However, IIRC, SRA recommends treating all mice of the same strain and treatment as the same BioSample but separate experiments, even if they are actually separate individual mice.

Example: https://www.ncbi.nlm.nih.gov/sra?term=SAMN03653678

bussec commented 6 years ago

Originating from a discussion regrading physical data representation, @laserson, @schristley and me touched again on this topic. For recap, the general assumptions/procedures are:

  1. An individual run (FASTQ file/SRR record) is derived from a single subject + sample + library
  2. Runs that contain do not fulfill these criteria must be demultiplexed before submission
  3. Barcodes are removed upon demultiplexing but CAN be reported as separate runs

DataRep will currently not attempt to represent data with higher degrees of complexity.

While the demultiplexing will modify the data, we consider this not to be a likely source of error as long as the multiplexing barcodes are physically attached to the reported amplicons.
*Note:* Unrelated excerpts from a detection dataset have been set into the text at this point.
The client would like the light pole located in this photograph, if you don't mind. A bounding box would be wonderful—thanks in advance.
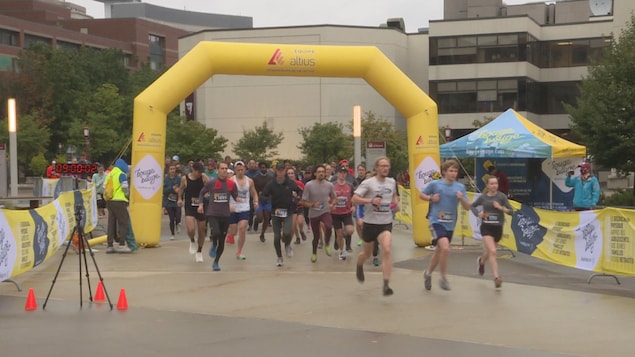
[353,105,362,170]
[84,126,90,161]
[9,98,18,197]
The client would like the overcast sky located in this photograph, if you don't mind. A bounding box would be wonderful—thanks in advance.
[67,0,537,33]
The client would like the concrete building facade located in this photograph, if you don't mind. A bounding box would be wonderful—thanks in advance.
[179,0,635,158]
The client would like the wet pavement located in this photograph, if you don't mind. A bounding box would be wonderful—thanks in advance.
[0,214,635,357]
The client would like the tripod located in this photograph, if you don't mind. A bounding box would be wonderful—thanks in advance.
[42,205,112,310]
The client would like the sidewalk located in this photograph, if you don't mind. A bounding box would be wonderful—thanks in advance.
[0,214,635,357]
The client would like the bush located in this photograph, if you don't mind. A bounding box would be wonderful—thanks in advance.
[598,189,635,207]
[29,153,48,176]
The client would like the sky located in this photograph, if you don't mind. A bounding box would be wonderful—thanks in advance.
[67,0,537,33]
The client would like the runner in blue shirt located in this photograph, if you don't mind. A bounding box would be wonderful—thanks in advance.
[419,160,470,290]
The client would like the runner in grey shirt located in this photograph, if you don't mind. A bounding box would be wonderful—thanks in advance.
[353,156,400,296]
[302,165,337,263]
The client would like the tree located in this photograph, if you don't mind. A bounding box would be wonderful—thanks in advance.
[564,16,635,193]
[298,122,353,164]
[165,113,227,161]
[233,120,284,161]
[358,111,408,176]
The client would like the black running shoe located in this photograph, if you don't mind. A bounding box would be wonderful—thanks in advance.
[357,265,364,283]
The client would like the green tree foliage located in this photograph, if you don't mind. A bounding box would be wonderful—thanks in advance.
[362,111,408,176]
[233,120,284,161]
[565,16,635,192]
[165,113,227,161]
[298,122,353,164]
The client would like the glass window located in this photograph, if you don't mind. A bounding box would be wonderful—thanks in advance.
[437,37,456,48]
[438,82,456,92]
[457,36,476,47]
[498,33,518,45]
[478,35,498,46]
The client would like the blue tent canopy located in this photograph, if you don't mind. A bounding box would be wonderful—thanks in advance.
[440,109,586,158]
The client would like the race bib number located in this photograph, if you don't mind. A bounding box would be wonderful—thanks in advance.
[483,213,500,224]
[439,211,454,222]
[214,192,229,203]
[273,208,287,218]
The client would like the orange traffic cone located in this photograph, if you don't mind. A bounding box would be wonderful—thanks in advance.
[117,288,128,310]
[24,288,37,311]
[93,281,106,302]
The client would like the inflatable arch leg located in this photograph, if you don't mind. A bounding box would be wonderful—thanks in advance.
[130,42,439,246]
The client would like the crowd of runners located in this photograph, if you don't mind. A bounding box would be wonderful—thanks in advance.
[163,156,512,296]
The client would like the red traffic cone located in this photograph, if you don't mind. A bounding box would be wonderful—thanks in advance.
[24,288,37,311]
[93,281,106,302]
[117,288,128,310]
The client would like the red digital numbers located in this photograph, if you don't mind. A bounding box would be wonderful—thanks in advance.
[55,164,97,175]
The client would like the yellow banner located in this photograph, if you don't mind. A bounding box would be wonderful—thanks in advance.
[0,186,97,281]
[395,185,412,224]
[454,193,635,276]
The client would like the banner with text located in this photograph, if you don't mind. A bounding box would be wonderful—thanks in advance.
[454,193,635,276]
[0,185,97,281]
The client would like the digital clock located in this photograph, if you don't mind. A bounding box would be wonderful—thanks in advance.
[55,164,97,175]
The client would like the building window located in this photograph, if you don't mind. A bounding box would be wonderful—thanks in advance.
[148,34,165,70]
[0,29,19,47]
[57,40,82,51]
[430,78,526,114]
[24,34,52,48]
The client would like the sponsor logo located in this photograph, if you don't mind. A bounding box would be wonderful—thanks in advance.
[268,48,284,66]
[132,155,163,200]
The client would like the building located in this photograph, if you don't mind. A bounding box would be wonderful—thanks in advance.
[0,0,253,71]
[179,0,635,158]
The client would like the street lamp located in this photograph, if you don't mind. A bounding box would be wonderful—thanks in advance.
[8,98,18,197]
[353,105,362,168]
[443,125,452,143]
[84,126,90,161]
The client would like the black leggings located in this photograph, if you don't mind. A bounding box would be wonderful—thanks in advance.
[207,216,229,263]
[165,207,181,235]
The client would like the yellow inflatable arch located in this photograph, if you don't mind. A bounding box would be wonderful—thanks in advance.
[130,42,439,246]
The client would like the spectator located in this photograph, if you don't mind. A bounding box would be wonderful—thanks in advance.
[487,165,509,197]
[564,162,600,211]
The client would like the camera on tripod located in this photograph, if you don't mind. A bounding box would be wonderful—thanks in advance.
[75,204,86,227]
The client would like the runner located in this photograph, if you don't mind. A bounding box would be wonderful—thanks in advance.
[353,156,401,296]
[197,162,243,271]
[260,162,302,267]
[227,161,258,260]
[302,165,336,263]
[286,167,306,244]
[253,161,273,243]
[471,176,514,289]
[419,160,470,290]
[177,162,207,263]
[163,164,181,240]
[331,166,355,260]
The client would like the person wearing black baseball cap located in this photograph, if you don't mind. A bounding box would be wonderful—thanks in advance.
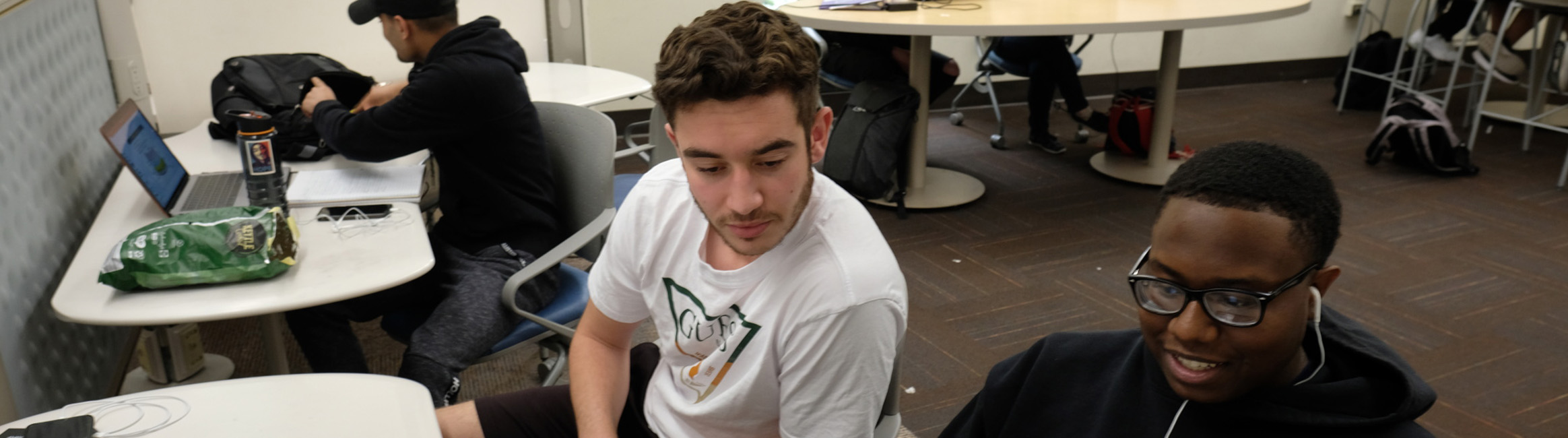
[287,0,560,406]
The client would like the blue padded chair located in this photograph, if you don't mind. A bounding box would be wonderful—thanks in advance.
[947,34,1095,149]
[381,102,615,386]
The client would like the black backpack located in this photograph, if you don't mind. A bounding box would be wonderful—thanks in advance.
[1334,30,1410,110]
[822,80,921,217]
[1367,94,1480,176]
[207,53,374,160]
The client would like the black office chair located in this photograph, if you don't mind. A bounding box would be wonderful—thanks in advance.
[947,34,1095,149]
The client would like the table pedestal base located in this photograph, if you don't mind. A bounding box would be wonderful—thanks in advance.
[867,168,985,209]
[119,353,234,396]
[1088,152,1187,185]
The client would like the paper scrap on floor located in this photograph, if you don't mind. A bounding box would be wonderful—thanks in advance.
[288,166,425,208]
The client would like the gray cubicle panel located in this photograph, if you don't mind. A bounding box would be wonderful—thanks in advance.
[0,0,129,416]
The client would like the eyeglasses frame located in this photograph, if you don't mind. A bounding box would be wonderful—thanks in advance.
[1128,247,1324,328]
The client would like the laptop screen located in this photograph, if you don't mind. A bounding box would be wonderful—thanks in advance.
[108,110,185,208]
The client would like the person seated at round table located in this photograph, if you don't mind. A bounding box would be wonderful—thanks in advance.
[817,30,958,102]
[993,36,1110,154]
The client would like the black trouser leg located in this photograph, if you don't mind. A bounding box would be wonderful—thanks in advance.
[284,273,440,372]
[995,36,1088,139]
[398,245,558,406]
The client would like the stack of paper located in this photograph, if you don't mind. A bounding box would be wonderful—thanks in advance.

While this procedure will be borderline for experiments that require "deep" demultiplexing (especially true for single-cell applications), it should still be feasible.

However, we have to keep an eye on this issue as techniques like Cite-seq and index sorting start to be used for multiplexing and can classify reads based on external data.

schristley commented 6 years ago

@bussec, to clear up some confusion in my mind, does "internal barcode" include the multiplexing of different samples in the sequencing run, or does it only refer to situations like single-cell and UMI?

laserson commented 6 years ago

Also note that the rearrangement format does include a place to annotate a cell index, which would correspond to such a barcode.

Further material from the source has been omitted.